I took a small break from work to walk around the library building on SU campus. It was a wonderful day. 77 degrees clear with a gentle warm breeze. Yes it is December but this is when Texas shines. Walking around the library and watching the students converse face to face or by phone, got me thinking about the apology Mark Zuckerberg posted on Facebook with regards to the service Beacon (google’s cached page). Basically the Beacon allowed Facebook users to see what their friends were purchasing and thus see if they feel incline to do the same.
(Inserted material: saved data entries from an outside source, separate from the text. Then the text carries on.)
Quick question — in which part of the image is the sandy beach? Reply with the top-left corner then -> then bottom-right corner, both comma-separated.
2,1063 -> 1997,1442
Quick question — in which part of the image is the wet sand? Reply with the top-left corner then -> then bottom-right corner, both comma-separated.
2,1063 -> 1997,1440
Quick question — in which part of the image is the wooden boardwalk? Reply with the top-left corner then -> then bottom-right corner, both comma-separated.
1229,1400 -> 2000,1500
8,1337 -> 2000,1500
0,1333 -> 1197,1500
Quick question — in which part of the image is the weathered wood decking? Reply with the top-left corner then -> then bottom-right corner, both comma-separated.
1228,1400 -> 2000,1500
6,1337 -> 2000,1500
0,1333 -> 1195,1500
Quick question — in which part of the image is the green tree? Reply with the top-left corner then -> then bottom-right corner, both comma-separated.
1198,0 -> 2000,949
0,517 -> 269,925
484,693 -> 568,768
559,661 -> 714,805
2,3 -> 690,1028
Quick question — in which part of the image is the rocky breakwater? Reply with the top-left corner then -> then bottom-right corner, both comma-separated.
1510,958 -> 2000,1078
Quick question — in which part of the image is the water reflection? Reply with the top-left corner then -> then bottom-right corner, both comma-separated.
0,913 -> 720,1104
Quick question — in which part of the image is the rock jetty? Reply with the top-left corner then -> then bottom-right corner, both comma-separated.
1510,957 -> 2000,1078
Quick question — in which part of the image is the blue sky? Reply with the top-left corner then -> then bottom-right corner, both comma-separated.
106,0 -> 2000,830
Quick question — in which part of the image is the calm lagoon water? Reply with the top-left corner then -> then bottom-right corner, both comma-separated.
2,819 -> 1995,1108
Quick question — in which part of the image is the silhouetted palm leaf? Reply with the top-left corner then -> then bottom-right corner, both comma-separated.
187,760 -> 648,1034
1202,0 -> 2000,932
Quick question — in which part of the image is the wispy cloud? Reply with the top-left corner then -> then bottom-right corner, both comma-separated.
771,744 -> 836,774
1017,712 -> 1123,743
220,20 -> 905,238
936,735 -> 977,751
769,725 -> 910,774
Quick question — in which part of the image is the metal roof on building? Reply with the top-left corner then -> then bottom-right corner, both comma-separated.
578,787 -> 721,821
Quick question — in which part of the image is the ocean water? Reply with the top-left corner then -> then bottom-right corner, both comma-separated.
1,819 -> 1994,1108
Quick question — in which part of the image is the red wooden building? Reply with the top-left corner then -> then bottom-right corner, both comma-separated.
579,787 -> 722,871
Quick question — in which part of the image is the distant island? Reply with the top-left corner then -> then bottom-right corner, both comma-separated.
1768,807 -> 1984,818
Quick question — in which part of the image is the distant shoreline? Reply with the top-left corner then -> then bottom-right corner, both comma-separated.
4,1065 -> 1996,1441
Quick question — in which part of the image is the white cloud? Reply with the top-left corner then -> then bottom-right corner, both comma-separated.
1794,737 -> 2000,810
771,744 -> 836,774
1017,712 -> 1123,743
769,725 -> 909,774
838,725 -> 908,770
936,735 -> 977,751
Just think of this as another form of viral marketing but layered in a pseudo Amazon-like: “Others that purchased this item also purchased the following…” What made this interesting was the fact that ALL Facebook users were dialed in and only now have the option of opting in or out of the service.
Though the privacy concerns were trampled on, can we honestly say we should be surprised by such methods? I see this as an evolution of targeted marketing. Pinpoint purchasing habits that can now form dynamic communities centered around product branding. To an advertiser, this was a goldmine. Instant feedback on demographics and sustainability of brand awareness with minimal pollution of direct advertising.
Just as the web evolved from the “caveman carvings on the wall” of static images and text, advertising must follow suit to keep our attention long enough to at least acknowledge their existence. It does not matter that you take offense to the invasion of privacy that is so prevalent today. As long as you are a viable consumer of goods, advertisers will find a way to get their wares to you. All I have to say is get use to it, you are not alone on the web, but you already knew that right?